Zombie Stories Are Going to Have to Change

Zombie Stories Are Going to Have to Change
One of the posters for the upcoming zombie film Train to Busan: Peninsula. (Image: Next Entertainment World)

At the core of every movie involving a zombie apocalypse is an idea about humanity’s drive to consume, or how easy it would be for civilisations to crumble in the midst of an unforeseen disaster. Like, for instance, the sudden spread of a deadly virus that swept its way across the entire globe within a matter of weeks.

The novel coronavirus pandemic is undoubtedly going to have a lasting impact on pop culture in the coming years as the world adjusts to its new reality in which covid-19 exists in the wild, and people die after contracting it. Even if and when there’s a viable, widely available, and affordable vaccine, the way that we live will still have changed significantly in order to combat subsequent outbreaks and deaths. As we deal with the realities of having to push back against the recurrence of a literal plague, the way that we fictionalise those same realities in narratives about zombies should similarly evolve, if only because in a post-covid-19 era, stories about the undead ravaging the Earth hit quite differently.

In the first weeks of the coronavirus, when stay at home orders first went into place and people were hunkering down with hope (misguided, in some cases) that the pandemic would soon die down, many people found comfort in revisiting Steven Soderbergh’s Contagion, the 2011 movie in which a novel virus originating from a pig infected by a bat-borne virus successfully spills over into the human population.

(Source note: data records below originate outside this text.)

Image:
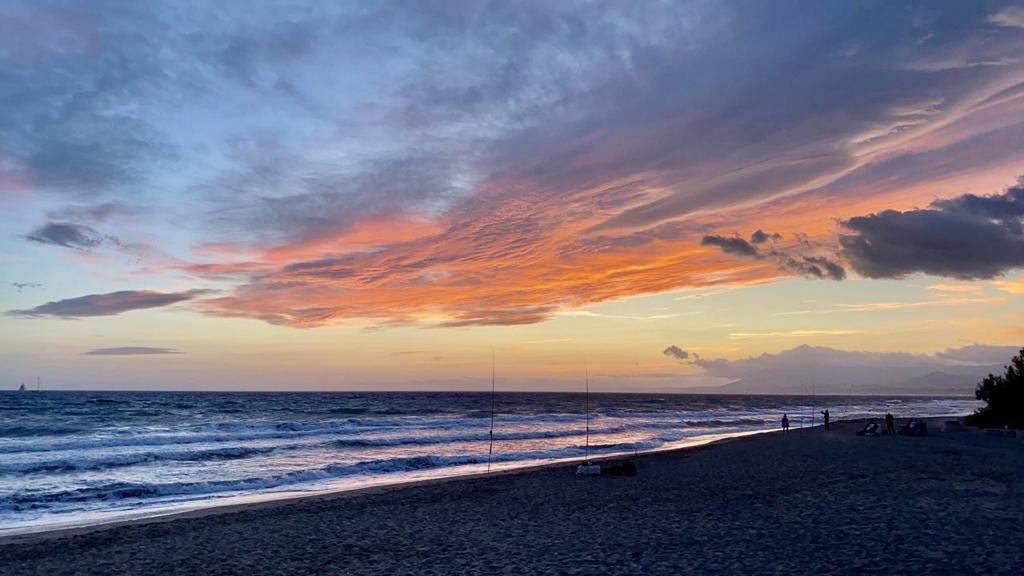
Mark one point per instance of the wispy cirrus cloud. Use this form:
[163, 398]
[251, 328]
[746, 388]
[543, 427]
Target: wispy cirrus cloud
[132, 351]
[499, 163]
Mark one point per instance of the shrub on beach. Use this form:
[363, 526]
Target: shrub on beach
[1004, 397]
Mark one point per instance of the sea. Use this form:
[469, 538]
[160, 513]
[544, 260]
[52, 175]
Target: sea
[77, 458]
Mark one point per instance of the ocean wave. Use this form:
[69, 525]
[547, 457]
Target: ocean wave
[130, 490]
[107, 461]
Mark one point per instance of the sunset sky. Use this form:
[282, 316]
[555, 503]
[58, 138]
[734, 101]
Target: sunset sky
[363, 195]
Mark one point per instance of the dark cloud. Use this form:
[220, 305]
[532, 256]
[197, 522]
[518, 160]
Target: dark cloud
[94, 212]
[810, 265]
[108, 304]
[967, 238]
[816, 266]
[731, 245]
[78, 237]
[23, 285]
[760, 237]
[131, 351]
[679, 354]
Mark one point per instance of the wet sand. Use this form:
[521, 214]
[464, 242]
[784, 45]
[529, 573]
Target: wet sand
[807, 501]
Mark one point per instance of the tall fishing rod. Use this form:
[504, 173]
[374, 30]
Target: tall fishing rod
[491, 444]
[586, 369]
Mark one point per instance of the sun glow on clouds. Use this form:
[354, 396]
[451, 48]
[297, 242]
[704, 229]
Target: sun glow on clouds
[509, 166]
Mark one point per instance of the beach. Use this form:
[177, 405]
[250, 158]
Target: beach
[806, 501]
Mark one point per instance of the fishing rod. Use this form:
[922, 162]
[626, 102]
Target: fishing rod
[586, 369]
[491, 444]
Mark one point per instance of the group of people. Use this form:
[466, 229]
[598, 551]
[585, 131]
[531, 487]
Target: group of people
[890, 421]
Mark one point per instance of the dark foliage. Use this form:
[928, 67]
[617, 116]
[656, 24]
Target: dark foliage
[1004, 397]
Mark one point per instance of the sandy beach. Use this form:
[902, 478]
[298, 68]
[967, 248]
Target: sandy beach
[807, 501]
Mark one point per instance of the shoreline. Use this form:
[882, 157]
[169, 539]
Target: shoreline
[822, 502]
[264, 501]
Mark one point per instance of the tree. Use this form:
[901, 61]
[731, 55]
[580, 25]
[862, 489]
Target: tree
[1004, 398]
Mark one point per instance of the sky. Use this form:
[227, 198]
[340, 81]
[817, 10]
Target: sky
[383, 195]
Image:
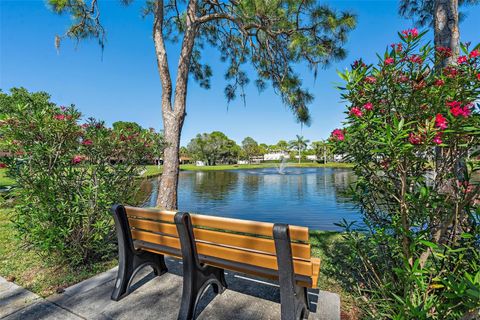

Morbid as it might seem, Contagion‘s appeal in the time of covid-19 is easy enough to understand when you look at the film as a dramatised exploration of how the world would successfully combat a lethal epidemic, thanks to the quick thinking of level-headed scientific researchers and heads of state. Zombie movies have a similar, albeit darker appeal.

Typically, they’re oriented toward the gruesomeness of how the world falls apart and what people are willing to do to survive in apocalyptic times. The current pandemic is a testament to the idea that many countries simply aren’t prepared to properly deal with the spread of virulent new diseases, and that fact gives storytellers the opportunity to approach the zombie apocalypse differently (though Hollywood is working on covid-19-specific projects already).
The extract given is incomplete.